Saisie par l’effroi du temps qui la devance, dans l’épuisante recherche d’une mémoire intacte, une jeune femme avait fait installer microphones et caméras sur les différents lieux de sa vie quotidienne. La journée se déroulait, les événements traqués, consignés, puis à la nuit venue, la jeune femme insomniaque regardait le film implacable de ses jours passés.
Impuissante face aux souvenirs qui sans cesse menacent d’échapper, débordée par l’inquiétude d’une vie soumise à échéance, une manière peut-être pour cette jeune femme de trouver l’apaisement aurait été de parvenir à raconter sa vie.

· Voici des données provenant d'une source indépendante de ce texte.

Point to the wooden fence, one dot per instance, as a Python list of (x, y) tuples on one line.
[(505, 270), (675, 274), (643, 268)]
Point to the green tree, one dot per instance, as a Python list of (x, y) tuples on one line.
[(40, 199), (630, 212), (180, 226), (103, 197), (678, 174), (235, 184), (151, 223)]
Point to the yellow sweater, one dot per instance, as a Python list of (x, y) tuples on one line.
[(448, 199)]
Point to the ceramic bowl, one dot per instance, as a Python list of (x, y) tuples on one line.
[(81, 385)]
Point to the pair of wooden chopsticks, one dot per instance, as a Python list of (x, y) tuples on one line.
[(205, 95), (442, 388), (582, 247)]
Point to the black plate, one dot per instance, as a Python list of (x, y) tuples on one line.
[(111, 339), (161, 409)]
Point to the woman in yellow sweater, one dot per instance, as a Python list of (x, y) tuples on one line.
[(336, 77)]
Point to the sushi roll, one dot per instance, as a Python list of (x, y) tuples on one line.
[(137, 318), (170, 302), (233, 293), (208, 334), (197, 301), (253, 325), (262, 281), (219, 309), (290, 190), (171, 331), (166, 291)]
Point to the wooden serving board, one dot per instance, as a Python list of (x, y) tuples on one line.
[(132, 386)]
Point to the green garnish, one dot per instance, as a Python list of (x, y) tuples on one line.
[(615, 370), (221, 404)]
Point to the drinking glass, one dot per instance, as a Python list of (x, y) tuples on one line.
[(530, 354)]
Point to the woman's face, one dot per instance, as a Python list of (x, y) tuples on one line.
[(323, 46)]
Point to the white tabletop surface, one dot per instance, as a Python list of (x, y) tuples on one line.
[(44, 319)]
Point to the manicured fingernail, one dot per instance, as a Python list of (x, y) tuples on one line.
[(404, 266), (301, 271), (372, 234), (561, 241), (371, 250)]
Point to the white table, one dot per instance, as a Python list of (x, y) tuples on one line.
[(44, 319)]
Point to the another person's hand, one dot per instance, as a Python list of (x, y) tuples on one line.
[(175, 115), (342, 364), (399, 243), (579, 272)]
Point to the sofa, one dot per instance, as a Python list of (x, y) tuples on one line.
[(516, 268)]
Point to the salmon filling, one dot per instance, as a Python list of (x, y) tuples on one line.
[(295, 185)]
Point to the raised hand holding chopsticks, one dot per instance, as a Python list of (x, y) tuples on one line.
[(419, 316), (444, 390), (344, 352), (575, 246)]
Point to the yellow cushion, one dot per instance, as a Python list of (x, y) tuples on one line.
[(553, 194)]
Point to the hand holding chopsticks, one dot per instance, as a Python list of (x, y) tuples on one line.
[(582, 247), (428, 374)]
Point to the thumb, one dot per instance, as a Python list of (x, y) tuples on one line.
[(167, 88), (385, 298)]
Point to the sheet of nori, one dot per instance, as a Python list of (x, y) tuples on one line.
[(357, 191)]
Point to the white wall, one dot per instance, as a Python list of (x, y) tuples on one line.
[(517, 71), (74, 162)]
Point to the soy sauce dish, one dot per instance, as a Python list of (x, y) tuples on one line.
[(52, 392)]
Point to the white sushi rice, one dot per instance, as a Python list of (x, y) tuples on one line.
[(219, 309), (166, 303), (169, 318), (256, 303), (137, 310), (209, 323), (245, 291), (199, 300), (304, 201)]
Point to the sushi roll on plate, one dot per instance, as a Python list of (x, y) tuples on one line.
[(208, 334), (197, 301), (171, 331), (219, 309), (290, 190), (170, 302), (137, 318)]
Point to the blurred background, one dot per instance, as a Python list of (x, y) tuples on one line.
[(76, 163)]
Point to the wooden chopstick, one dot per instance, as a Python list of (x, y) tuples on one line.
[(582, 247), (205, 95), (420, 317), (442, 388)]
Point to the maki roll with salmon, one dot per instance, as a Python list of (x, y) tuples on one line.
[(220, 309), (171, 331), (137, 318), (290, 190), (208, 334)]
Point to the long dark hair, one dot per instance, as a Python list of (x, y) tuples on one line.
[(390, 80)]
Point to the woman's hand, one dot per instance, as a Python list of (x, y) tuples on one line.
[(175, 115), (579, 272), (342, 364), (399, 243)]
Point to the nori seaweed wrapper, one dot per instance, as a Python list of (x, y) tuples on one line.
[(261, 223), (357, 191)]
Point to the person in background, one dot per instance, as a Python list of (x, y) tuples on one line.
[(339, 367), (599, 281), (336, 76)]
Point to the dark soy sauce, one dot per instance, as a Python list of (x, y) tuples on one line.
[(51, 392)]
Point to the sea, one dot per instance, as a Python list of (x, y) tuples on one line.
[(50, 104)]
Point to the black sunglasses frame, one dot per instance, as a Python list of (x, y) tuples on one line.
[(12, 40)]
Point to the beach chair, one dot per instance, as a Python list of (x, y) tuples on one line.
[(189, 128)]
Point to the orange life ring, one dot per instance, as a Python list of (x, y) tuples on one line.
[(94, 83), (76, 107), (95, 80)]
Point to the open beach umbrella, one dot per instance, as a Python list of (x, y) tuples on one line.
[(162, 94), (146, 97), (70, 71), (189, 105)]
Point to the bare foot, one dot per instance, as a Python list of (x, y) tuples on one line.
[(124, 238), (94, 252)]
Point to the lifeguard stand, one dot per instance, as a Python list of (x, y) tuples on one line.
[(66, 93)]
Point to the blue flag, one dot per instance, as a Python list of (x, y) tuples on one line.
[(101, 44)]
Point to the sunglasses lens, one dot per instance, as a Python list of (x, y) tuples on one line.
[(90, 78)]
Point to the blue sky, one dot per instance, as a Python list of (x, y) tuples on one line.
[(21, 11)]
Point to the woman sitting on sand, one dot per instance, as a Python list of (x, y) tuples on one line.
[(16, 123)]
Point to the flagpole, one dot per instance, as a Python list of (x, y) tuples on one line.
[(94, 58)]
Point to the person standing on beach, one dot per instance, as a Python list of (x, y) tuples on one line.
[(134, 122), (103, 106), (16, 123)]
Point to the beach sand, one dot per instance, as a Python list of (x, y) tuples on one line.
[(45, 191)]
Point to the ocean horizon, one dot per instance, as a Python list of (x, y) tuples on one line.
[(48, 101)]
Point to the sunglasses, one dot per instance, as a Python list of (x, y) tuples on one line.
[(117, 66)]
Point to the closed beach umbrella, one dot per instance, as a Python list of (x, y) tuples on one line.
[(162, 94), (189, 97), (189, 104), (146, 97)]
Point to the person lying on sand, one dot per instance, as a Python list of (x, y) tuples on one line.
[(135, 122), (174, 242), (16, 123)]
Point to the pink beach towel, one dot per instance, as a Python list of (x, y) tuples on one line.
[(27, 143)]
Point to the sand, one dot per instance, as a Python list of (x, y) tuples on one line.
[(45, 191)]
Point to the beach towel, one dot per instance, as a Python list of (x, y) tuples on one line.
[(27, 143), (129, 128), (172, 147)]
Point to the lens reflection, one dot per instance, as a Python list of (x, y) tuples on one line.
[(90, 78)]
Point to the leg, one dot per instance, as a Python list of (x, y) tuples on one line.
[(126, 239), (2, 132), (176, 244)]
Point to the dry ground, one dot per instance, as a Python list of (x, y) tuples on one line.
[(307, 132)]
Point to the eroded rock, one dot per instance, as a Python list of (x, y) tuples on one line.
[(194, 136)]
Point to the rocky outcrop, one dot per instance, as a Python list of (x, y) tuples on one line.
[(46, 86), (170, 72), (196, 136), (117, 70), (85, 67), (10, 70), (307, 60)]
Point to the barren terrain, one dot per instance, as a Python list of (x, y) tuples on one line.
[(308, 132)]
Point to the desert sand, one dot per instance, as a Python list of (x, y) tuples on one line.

Dire les événements, les sensations, les contradictions, les chutes, les pertes qui jalonnent les journées et qui se tiennent à distance d’un enregistrement filmé. C’est le récit qu’elle aurait pu faire pour elle-même, qu’elle aurait pu dire à un autre, ces dires qui tissent les liens, ces histoires racontées ou simplement pensées qui lui auraient permis d’éprouver sa propre consistance.
Il n’y a certes rien à regarder dans un récit de vie, aucun écran sur lequel seraient projetées jusqu’à l’épuisement les images accumulées d’une vie figée. Pourtant, il est des images qui circulent de celui qui raconte à celui qui écoute, car le récit suggère au-dehors des images intérieures, et dessine les contours émouvants d’une réalité perdue.
Plus que tout encore, le temps du récit offre à celui qui tâche de raconter, la délicate occasion de penser à soi, penser à d’autres, de retrouver à l’intérieur de soi une intimité avec les événements et les éprouvés qui la constituent.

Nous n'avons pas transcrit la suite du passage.